Désormais, la poursuite de la remontée des taux longs japonais reste dépendante des anticipations de marché sur la capacité de la BoJ à normaliser sa politique monétaire. La sortie du taux directeur négatif (alors fixé à -0.1%) est finalement intervenue en mars 2024 mais n’augure pas nécessairement d’une séquence d’autres hausses de taux compte tenu des incertitudes entourant le régime d’inflation future du Japon.

Outre ce paramètre de l’évolution du taux directeur de la BoJ, la poursuite de remontée des taux longs japonais qui s’est accélérée sur l’ensemble de la courbe depuis le début de l’année devrait rester cependant contenue :


•    la fin du programme d’assouplissement quantitatif et qualitatif (Quantitative and Qualitative Easing ou QQE) c’est-à-dire des opérations d’achat de titres souveraines japonais (rinban) par la banque centrale devrait accentuer la remontée des taux, mais la BoJ devrait chercher à conserver la maîtrise des taux longs avec un taux 10 ans qui ne devrait pas excéder significativement 1% à court-moyen terme ;
•    au demeurant, la réduction de la taille du bilan de la BoJ qui, à l’instar des autres banques centrales, a beaucoup cru en raison des achats massifs de titres publics, n’a pas encore été évoquée et ne devrait pas intervenir avant 2025-26, après la fin du QQE. 
•    après avoir atteint un sommet fin 2023, la décrue progressive des taux américains, en lien avec le reflux de l’inflation, devrait freiner la hausse des taux japonais en raison du rôle directeur du marché américain ;  
•    les rapatriements de capitaux de la part des investisseurs domestiques japonais, attirés par la remontée des taux longs japonais est de nature à contenir l’ampleur de cette remontée.
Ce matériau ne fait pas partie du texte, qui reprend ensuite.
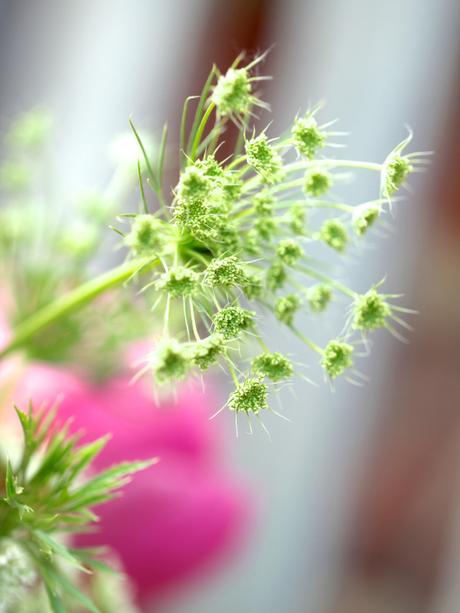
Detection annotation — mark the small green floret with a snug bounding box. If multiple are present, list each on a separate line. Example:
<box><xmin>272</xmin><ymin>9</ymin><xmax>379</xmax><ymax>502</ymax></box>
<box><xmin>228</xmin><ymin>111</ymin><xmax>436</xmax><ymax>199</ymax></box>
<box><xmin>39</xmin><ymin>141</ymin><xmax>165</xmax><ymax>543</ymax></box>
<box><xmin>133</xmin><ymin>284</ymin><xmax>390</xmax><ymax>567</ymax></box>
<box><xmin>205</xmin><ymin>255</ymin><xmax>247</xmax><ymax>287</ymax></box>
<box><xmin>153</xmin><ymin>340</ymin><xmax>191</xmax><ymax>384</ymax></box>
<box><xmin>266</xmin><ymin>261</ymin><xmax>286</xmax><ymax>291</ymax></box>
<box><xmin>245</xmin><ymin>133</ymin><xmax>284</xmax><ymax>184</ymax></box>
<box><xmin>289</xmin><ymin>202</ymin><xmax>306</xmax><ymax>235</ymax></box>
<box><xmin>192</xmin><ymin>334</ymin><xmax>225</xmax><ymax>371</ymax></box>
<box><xmin>253</xmin><ymin>191</ymin><xmax>275</xmax><ymax>216</ymax></box>
<box><xmin>307</xmin><ymin>284</ymin><xmax>332</xmax><ymax>313</ymax></box>
<box><xmin>212</xmin><ymin>67</ymin><xmax>252</xmax><ymax>118</ymax></box>
<box><xmin>125</xmin><ymin>214</ymin><xmax>166</xmax><ymax>256</ymax></box>
<box><xmin>213</xmin><ymin>306</ymin><xmax>254</xmax><ymax>339</ymax></box>
<box><xmin>322</xmin><ymin>340</ymin><xmax>353</xmax><ymax>379</ymax></box>
<box><xmin>276</xmin><ymin>239</ymin><xmax>303</xmax><ymax>266</ymax></box>
<box><xmin>155</xmin><ymin>266</ymin><xmax>200</xmax><ymax>297</ymax></box>
<box><xmin>304</xmin><ymin>169</ymin><xmax>331</xmax><ymax>196</ymax></box>
<box><xmin>319</xmin><ymin>219</ymin><xmax>348</xmax><ymax>252</ymax></box>
<box><xmin>252</xmin><ymin>352</ymin><xmax>293</xmax><ymax>382</ymax></box>
<box><xmin>274</xmin><ymin>294</ymin><xmax>301</xmax><ymax>325</ymax></box>
<box><xmin>353</xmin><ymin>204</ymin><xmax>380</xmax><ymax>235</ymax></box>
<box><xmin>383</xmin><ymin>155</ymin><xmax>413</xmax><ymax>197</ymax></box>
<box><xmin>353</xmin><ymin>288</ymin><xmax>391</xmax><ymax>331</ymax></box>
<box><xmin>243</xmin><ymin>272</ymin><xmax>264</xmax><ymax>300</ymax></box>
<box><xmin>228</xmin><ymin>376</ymin><xmax>268</xmax><ymax>413</ymax></box>
<box><xmin>255</xmin><ymin>216</ymin><xmax>277</xmax><ymax>241</ymax></box>
<box><xmin>292</xmin><ymin>115</ymin><xmax>325</xmax><ymax>159</ymax></box>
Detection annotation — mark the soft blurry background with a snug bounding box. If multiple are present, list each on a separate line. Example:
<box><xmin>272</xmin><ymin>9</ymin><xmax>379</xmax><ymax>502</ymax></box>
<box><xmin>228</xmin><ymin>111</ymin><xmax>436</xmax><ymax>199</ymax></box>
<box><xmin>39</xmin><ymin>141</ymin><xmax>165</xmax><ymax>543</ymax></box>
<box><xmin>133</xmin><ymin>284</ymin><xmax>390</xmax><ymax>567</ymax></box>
<box><xmin>1</xmin><ymin>1</ymin><xmax>460</xmax><ymax>612</ymax></box>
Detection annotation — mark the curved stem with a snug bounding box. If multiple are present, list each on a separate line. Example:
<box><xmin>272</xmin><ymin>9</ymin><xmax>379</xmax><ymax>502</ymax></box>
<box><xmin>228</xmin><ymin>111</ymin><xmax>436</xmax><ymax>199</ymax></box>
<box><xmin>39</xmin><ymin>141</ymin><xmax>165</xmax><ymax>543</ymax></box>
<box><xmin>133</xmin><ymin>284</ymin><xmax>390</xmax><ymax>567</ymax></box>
<box><xmin>189</xmin><ymin>102</ymin><xmax>216</xmax><ymax>161</ymax></box>
<box><xmin>0</xmin><ymin>257</ymin><xmax>157</xmax><ymax>359</ymax></box>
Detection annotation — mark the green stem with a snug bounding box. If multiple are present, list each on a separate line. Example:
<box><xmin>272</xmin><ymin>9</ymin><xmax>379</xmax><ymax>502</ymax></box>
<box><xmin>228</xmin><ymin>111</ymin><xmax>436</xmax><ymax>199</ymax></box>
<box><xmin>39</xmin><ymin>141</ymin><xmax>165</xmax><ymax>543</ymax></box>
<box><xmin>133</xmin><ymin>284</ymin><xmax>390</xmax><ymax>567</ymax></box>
<box><xmin>189</xmin><ymin>102</ymin><xmax>216</xmax><ymax>161</ymax></box>
<box><xmin>296</xmin><ymin>264</ymin><xmax>357</xmax><ymax>299</ymax></box>
<box><xmin>0</xmin><ymin>257</ymin><xmax>157</xmax><ymax>359</ymax></box>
Même si les taux japonais continuaient de se redresser, le mouvement de rapatriement des capitaux aurait un impact limité sur les marchés de taux étrangers, mais devrait favoriser un renforcement du yen. En effet, il existe toujours des facteurs en faveur d’investissements sur les marchés obligataires étrangers: 


•    l’économie japonaise demeure structurellement exportatrice de capitaux : la taille de la position nette extérieure du Japon, qui dépasse 70% du PIB sans équivalent au sein des pays développés, induit un excédent persistant de sa balance des transactions courantes du fait des revenus perçus sur ces placements étrangers ;
•    une normalisation des courbes de taux Euro et Dollar sous forme de repentification (taux courts redevenant inférieurs aux taux longs) pourrait accroître l’attrait pour les placements de taux étrangers, alors que les rendements japonais pourraient rester durablement inférieurs à ceux des marchés étrangers en raison d’une croissance et d’une inflation tendancielle plus faibles au Japon ; 
•    pour limiter leur risque de bilan, les assureurs-vie japonais ont promu l’essor de polices d’assurance libellées en devises étrangères, notamment en dollars, créant une demande naturelle pour des produits de taux libellés en devises étrangères.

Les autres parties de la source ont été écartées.